Roberto Beccantini23 May 2021

Uno sprint alla Bitossi-Bitossi-Basso. Si è piantato il Napoli, rimontato in casa dal Verona quando ormai il traguardo era lì. E così con il Milan, eversore di un’Atalanta già satolla e non proprio serena dopo Reggio, in Champions va la Juventus. A parte, naturalmente, l’Inter: fuori concorso.

Dico la verità: come meritò di aggiudicarsi Supercoppa e Coppa Italia (la prima, di episodi; la seconda, con una gagliarda ripresa), così la Juventus non meritava la Champions, già tradita negli ottavi, dal vivo, contro il Porto. Troppo discontinua, troppo lunatica, rispetto alle concorrenti.

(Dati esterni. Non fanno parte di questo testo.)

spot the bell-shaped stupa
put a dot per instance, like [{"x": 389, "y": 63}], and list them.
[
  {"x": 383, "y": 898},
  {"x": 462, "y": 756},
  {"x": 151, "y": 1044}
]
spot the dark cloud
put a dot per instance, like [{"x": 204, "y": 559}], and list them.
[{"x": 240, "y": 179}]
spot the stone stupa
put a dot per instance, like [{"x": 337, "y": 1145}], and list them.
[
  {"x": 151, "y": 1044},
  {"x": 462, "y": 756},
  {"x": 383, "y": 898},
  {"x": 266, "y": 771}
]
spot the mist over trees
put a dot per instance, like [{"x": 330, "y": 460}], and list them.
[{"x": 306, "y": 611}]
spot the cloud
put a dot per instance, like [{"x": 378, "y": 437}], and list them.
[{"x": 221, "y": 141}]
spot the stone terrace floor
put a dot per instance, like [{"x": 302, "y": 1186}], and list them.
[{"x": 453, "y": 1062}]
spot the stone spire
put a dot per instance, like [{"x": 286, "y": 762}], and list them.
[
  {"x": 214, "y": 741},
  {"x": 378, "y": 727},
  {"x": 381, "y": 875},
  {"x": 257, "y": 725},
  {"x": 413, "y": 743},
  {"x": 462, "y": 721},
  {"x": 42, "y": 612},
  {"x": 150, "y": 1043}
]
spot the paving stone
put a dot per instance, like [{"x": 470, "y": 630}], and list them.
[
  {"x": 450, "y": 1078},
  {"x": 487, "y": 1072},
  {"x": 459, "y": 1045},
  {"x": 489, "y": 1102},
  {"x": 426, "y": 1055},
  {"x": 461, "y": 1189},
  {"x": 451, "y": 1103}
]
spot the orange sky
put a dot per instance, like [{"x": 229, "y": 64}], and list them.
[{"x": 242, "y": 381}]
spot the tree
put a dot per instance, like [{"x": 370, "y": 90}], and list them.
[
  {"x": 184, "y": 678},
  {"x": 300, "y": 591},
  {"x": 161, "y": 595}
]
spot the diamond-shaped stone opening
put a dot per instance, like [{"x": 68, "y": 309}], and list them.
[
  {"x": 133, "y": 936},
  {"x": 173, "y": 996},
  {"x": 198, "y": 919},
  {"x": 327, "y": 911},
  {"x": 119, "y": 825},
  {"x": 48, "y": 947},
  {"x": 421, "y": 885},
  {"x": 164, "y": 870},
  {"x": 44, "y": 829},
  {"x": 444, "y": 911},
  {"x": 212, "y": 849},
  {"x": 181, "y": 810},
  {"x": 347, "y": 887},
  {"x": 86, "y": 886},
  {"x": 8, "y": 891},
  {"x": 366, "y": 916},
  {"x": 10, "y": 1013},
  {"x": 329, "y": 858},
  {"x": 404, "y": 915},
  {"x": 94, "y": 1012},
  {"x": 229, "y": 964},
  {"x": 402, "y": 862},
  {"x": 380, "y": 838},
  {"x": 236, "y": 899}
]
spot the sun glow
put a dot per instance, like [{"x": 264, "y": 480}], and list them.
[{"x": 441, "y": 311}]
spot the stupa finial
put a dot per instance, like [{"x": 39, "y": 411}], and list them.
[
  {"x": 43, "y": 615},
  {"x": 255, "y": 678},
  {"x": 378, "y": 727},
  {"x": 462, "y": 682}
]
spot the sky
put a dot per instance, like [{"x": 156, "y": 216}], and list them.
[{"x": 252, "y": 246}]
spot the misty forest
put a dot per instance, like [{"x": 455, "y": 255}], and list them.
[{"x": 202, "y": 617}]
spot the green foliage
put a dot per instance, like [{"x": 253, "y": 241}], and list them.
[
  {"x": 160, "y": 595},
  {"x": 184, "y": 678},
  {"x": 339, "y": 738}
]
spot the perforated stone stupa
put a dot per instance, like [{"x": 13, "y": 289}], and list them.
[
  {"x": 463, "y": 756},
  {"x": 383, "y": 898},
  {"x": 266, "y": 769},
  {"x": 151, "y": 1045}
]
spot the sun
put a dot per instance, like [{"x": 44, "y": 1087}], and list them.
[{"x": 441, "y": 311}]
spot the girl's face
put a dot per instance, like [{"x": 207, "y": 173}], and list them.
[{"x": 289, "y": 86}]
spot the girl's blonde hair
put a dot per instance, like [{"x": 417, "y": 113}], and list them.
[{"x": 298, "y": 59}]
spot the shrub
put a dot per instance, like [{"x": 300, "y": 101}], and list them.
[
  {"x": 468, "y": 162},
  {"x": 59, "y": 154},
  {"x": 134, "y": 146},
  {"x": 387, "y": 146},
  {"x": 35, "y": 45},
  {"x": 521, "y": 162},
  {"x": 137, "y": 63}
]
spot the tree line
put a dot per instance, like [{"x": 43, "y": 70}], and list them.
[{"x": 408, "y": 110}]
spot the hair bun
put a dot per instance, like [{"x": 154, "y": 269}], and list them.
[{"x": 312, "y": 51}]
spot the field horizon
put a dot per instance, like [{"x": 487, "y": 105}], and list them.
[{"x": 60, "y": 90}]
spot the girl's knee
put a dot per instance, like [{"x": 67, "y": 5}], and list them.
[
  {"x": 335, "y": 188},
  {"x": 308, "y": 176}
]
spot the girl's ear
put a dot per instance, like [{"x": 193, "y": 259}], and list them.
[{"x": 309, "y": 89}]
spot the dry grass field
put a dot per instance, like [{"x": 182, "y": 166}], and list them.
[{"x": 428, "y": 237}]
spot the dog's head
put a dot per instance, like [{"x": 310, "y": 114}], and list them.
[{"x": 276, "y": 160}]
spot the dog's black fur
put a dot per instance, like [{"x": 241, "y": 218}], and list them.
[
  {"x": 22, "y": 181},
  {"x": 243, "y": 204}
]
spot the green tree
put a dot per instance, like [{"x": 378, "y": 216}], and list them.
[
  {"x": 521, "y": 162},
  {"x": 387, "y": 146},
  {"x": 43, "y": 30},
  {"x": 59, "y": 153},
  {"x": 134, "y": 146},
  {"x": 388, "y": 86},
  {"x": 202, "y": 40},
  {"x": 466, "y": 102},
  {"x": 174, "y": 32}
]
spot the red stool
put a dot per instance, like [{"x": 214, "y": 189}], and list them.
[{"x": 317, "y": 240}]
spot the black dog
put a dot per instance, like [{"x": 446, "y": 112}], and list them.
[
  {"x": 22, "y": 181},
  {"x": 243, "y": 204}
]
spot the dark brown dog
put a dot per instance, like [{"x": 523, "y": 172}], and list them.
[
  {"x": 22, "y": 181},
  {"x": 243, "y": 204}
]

Il Bologna non ne aveva voglia, al di là dei pronostici di Mihajlovic (Valeri arbitro, Giacomelli al Var) e comunque dalla Roma, a dicembre, ne aveva presi cinque (a uno). Questa volta, «solo» quattro (a uno, sempre). Ha giocato di qualità, la Juventus al Dall’Ara, senza Cristiano, con una formazione che non avrei fatto, gol di Chiesa, Rabiot e Morata (doppietta). Senza dimenticare il contributo di Kulusevski e Dybala.

Non è colpa mia se fra il quarto e il quinto posto ballano 50 milioni di euro. Credo che il futuro di Pirlo non potesse e non possa dipendere da una partita su 52: l’ultima. Nella mia griglia, prima che arrivasse Morata (e non Milik, Dzeko o il pistolero), figurava al primo posto, davanti a Inter, Atalanta, Milan e Napoli. Ho azzeccato l’Atalanta, terza, e il Napoli, quinto.

Pirlo, dicevo. Se una società l’ha preso a «gavetta zero», avrebbe poco senso liquidarlo adesso che, bene o male, qualcosa non può non aver imparato. E comunque: se si decide di mollarlo, dovrebbe andarsene, per coerenza, anche colui che puntò tutto, persino troppo, su di lui: Andrea Agnelli. E’ il mio parere. Ma, come scriveva Vittorio Zucconi», «le opinioni sono come il sedere. Tutti ne abbiamo uno, ma non è detto che interessi agli altri».